This brief guide will serve as an introduction to Magic Pen for OS X. From their ReadMe.txt – “Magic Pen is an application that allows you to draw on top of your screen (with your mouse, not a “real” pen silly!), much like overhead pens allow you to write on top of an overhead.” If you use your Mac for presentations, this is a must-have utility.
After you’ve downloaded and installed Magic Pen, launch it as you would any program. Once it opens, your cursor tuns into a pen. You can immediately start drawing if you hold down the left (for multiple-button Mac folks) button and move your mouse around.
To change the ink color, click inside the small pad in the upper left corner of your screen.

And select a color from the palette.

The Magic Pen pad can be moved to any of the four corners of your screen by selecting the appropriate radio button.

To stop Magic Pen from drawing on your screen and regain normal control of your cursor, select File -> Ignore Mouse – or use the keyboard shortcut Apple Key + I.

If you open new apps or move existing ones around, the things you drew on your screen will remain in place. They can be cleared by selecting File -> Clear Pad or the keyboard shortcut Apple Key + C.

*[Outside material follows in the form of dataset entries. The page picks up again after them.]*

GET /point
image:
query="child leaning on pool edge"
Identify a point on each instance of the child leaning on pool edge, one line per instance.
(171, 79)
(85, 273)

Cool… if you take a screen shot with Grab do the lines drawn show up there, too?
Webo -
If you capture a region, yes. If you capture the entire screen, yes. If you capture a window (that has some Magic Pen markings on it) no.
I used InstantShot! for (most of) the screenshots in this overview (and most of the stuff here) and it captured the Magic Pen markings every time. Actually I also used Apple Key + Shift + 4 to take regional screenshots, and it caught the markings too.